Jim Avialis, CEO of Prometheus Energy, looks at rig counts, rig type and diesel prices, among other areas, to help find LNG opportunities in the E&P space. The company supplies LNG in North America to the industrial sector.

“From a natural gas perspective, we say the best economics come with 100% natural gas-dedicated solutions. Dual-fuel economics right now are difficult,” Avialis said. “If field gas is available, it’s terrific. But it is not available everywhere. What we are seeing is that many of our customers want to go to natgas [natural gas] with a combination of LNG and field gas. This is the combination they need that will give them economic savings over diesel, especially as they move from location to location, pad to pad, and gas composition to gas composition.”

Avialis said the company has seen 100% natural gas fleets on not only the drilling side but also the fracking side, along with improvements in the dual-fuel case of the last couple of years.

“We’re seeing a 50% to 65% substitution rate across the board for most conversion kits. What we do anticipate going forward is that the emissions—NOx, SOx, particulates, methane—are going to become more and more important going forward,” he said.

Charles G. Ely, general manager of Dresser Rand’s distributed LNG solutions strategic business unit, addressed environmental concerns and flares at E&P sites.

“It’s wasted energy that can be potentially used for resources for fuel or other things like field gas or for CNG or LNG,” Ely said.

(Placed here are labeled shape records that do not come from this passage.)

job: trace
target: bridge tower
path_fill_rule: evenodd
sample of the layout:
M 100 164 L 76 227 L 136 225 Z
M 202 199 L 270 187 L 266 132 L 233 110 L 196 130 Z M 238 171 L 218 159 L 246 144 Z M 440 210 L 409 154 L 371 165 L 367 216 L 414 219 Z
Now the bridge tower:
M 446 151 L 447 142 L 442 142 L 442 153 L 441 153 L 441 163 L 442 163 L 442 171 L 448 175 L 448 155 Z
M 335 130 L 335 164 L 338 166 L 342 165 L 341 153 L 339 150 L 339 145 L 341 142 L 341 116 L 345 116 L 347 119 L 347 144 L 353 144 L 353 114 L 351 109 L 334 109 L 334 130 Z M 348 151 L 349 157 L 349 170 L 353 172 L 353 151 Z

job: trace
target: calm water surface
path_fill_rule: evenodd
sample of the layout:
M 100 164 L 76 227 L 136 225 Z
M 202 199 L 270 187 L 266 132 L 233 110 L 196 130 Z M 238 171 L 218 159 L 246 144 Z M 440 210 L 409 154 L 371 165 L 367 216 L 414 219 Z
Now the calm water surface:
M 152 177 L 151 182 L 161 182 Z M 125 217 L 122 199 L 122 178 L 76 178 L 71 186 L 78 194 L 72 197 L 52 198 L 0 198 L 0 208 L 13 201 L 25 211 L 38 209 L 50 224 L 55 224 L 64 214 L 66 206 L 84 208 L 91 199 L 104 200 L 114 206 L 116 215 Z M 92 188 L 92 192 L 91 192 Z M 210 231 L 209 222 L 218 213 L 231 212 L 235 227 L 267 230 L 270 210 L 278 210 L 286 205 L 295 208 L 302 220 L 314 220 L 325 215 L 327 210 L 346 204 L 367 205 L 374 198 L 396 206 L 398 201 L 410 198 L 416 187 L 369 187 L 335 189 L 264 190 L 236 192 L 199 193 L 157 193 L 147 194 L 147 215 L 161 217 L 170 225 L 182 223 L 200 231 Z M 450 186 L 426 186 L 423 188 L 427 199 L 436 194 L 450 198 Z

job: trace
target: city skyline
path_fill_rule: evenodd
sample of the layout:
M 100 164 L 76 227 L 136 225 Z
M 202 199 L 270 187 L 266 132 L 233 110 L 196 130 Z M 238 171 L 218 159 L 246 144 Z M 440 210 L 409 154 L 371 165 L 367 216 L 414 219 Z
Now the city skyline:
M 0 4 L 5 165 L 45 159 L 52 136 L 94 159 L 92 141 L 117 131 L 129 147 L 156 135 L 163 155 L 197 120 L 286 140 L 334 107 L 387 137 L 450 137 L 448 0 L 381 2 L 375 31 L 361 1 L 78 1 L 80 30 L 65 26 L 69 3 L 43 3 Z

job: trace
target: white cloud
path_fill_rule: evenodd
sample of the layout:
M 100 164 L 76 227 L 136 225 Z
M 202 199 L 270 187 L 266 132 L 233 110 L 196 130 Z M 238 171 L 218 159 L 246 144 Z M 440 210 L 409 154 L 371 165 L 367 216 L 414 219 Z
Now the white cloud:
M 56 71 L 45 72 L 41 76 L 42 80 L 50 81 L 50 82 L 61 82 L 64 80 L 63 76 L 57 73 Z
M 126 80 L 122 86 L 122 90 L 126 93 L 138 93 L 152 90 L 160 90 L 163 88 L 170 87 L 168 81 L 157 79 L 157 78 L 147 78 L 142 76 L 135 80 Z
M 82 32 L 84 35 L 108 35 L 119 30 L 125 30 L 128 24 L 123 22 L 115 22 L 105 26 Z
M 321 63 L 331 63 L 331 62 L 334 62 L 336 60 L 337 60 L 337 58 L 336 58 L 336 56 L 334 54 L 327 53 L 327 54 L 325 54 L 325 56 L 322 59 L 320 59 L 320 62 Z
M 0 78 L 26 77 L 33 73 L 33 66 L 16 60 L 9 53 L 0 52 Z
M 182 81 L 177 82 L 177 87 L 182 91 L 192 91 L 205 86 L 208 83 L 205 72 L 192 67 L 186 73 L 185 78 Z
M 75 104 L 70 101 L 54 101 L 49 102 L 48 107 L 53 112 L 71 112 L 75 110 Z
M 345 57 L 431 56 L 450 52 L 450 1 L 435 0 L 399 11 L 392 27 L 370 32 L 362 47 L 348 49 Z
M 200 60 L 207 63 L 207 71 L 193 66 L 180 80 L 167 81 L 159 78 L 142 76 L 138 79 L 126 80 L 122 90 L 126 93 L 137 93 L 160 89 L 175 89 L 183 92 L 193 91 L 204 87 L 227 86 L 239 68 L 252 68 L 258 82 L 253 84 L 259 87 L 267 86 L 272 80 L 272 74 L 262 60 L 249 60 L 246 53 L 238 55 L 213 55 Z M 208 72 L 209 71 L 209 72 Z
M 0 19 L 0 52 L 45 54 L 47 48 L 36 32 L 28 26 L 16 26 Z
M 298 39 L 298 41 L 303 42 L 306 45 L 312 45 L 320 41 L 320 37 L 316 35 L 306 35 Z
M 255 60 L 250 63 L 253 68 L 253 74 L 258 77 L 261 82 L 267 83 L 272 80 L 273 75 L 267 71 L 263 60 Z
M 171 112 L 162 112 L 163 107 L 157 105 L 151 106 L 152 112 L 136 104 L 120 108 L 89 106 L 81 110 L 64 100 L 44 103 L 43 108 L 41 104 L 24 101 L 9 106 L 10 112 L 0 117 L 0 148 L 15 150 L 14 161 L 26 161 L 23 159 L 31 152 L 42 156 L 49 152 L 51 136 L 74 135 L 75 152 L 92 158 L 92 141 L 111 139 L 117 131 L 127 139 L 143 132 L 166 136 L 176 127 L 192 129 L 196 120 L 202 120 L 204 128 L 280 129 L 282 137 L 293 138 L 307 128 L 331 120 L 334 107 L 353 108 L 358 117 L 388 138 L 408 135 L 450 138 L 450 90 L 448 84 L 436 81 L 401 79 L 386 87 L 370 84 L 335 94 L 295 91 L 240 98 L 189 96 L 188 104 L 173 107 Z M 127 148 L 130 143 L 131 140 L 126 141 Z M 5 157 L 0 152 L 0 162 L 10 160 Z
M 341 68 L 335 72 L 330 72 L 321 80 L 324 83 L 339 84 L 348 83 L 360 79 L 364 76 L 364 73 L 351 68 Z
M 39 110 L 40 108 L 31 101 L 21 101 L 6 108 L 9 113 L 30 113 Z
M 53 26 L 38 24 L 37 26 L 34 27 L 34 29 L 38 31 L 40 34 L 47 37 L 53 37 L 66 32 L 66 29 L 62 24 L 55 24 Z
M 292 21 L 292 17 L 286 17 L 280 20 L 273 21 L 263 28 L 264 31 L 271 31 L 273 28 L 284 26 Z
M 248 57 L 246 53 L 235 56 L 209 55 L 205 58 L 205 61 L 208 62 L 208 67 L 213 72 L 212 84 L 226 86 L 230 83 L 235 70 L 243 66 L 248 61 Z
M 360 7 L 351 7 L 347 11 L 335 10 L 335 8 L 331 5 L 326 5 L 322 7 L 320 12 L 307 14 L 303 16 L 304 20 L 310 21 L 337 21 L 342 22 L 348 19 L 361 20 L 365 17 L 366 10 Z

While there is no universal solution for flare mitigation, installing pipe is the preferred method to capture flared gas and bring it into the system for wellhead, CNG or LNG use, he said. But the method is expensive, considering installing a pipeline runs from half a million to $3 million per mile. Plus, there must be sufficient takeaway, and it’s not re-deployable.

However, capturing flare gas at the wellhead is a good option, he noted, if there is enough consumption at the wellhead.

He later pointed out that one flare led to the production of enough LNG to fuel three rigs. “It can be a short-term solution to use rigs and frack spreads as part of your consumption, but long term those flares have to be taken some place farther away where there is more demand.”

After the rigs have left a well site, one solution is to install a gas processing/treatment system to treat the flared gas. “Then, you have a very small, compact liquefaction facility” where LNG can be created at the wellsite and transported locally, creating the advantages of cheap gas and low transportation costs, Ely said. “It allows you to be more competitive and compete with lower diesel gas; you can liquefy [gas]; and it solves your flare problem. It’s a real winner.”